The members were confident over the employment market situation, noting that ‘both full-time and part-time employment had recorded solid growth in August’. Such growth had been ‘well above that required to absorb increases in the labour force owing to population growth’. They expected the strength in employment growth to support household spending in the period ahead, although wage growth remained subdue.
Policymakers remained concerned about the inflation outlook as ‘recent data had pointed to subdued price pressures across the economy in the June quarter’. Going forward, they projected retail electricity prices ‘to increase significantly in the September quarter’ while ‘liaison with businesses had suggested that a number of firms, particularly in the retail and manufacturing sectors, were largely absorbing increases in energy costs into margins rather than passing them through to final prices’. Aussie’s pullback during the intermeeting period has made the members less concerned about currency appreciation. Yet, they still mildly warned that ‘a material further appreciation of the exchange rate would be expected to result in a slower pick-up in economic activity and inflation than currently forecast’.

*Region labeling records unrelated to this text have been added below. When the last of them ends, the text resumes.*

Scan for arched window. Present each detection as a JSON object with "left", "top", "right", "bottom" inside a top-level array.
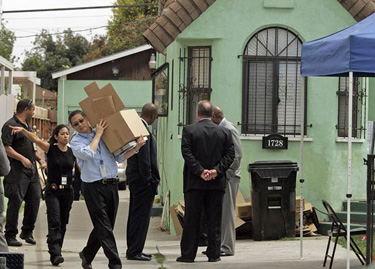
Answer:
[{"left": 242, "top": 27, "right": 306, "bottom": 135}]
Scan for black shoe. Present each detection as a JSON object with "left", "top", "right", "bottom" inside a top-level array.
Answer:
[
  {"left": 220, "top": 251, "right": 234, "bottom": 257},
  {"left": 51, "top": 256, "right": 64, "bottom": 266},
  {"left": 176, "top": 256, "right": 194, "bottom": 263},
  {"left": 142, "top": 252, "right": 152, "bottom": 258},
  {"left": 5, "top": 237, "right": 22, "bottom": 247},
  {"left": 126, "top": 254, "right": 151, "bottom": 262},
  {"left": 20, "top": 232, "right": 36, "bottom": 245},
  {"left": 79, "top": 251, "right": 92, "bottom": 269}
]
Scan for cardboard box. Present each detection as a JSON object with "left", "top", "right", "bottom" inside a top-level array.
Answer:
[
  {"left": 296, "top": 196, "right": 306, "bottom": 212},
  {"left": 236, "top": 202, "right": 252, "bottom": 220},
  {"left": 79, "top": 82, "right": 149, "bottom": 154}
]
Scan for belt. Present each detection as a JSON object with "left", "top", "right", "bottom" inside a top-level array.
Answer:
[
  {"left": 47, "top": 183, "right": 72, "bottom": 188},
  {"left": 95, "top": 178, "right": 119, "bottom": 185}
]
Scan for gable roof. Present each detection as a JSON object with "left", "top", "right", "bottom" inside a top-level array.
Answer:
[
  {"left": 143, "top": 0, "right": 375, "bottom": 53},
  {"left": 52, "top": 45, "right": 152, "bottom": 79},
  {"left": 143, "top": 0, "right": 216, "bottom": 53}
]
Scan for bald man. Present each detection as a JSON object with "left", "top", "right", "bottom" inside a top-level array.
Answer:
[
  {"left": 212, "top": 106, "right": 242, "bottom": 256},
  {"left": 126, "top": 103, "right": 160, "bottom": 261}
]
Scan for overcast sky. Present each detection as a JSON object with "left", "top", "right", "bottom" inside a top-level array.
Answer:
[{"left": 2, "top": 0, "right": 115, "bottom": 67}]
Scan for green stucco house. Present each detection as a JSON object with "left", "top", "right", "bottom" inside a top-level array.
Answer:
[{"left": 144, "top": 0, "right": 375, "bottom": 230}]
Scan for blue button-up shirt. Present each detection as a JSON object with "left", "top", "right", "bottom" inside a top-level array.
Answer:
[{"left": 70, "top": 129, "right": 125, "bottom": 183}]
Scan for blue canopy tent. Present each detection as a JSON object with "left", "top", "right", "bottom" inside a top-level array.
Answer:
[{"left": 301, "top": 11, "right": 375, "bottom": 268}]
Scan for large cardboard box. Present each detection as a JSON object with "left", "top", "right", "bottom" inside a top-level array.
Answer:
[
  {"left": 236, "top": 202, "right": 252, "bottom": 220},
  {"left": 79, "top": 82, "right": 149, "bottom": 154}
]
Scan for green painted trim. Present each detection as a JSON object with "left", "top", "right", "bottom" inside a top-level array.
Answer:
[{"left": 263, "top": 0, "right": 294, "bottom": 8}]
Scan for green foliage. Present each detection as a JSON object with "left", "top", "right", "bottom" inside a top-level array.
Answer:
[
  {"left": 22, "top": 29, "right": 90, "bottom": 90},
  {"left": 108, "top": 0, "right": 158, "bottom": 38},
  {"left": 152, "top": 246, "right": 166, "bottom": 269},
  {"left": 84, "top": 0, "right": 158, "bottom": 61},
  {"left": 0, "top": 24, "right": 16, "bottom": 62}
]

Besides weak inflation, the less severe increase in property prices has also diminished the urgency of a rate hike. The minutes suggested that ‘established housing market conditions had continued to ease in Sydney and Melbourne, but had been broadly unchanged in other cities. This pattern was evident in revised housing price data released by CoreLogic in September, as well as in auction clearance rates. Housing prices had continued to decline gradually in Perth. Nationwide measures of housing prices had increased by around +9% over the year to September’. The RBA likely believes that low interest rates have been less stimulative to properties prices with the help of macro-prudential measures. Should the economic growth continues to evolve as the central bank expected, the policy rate would probably stay unchanged at least until 2H18.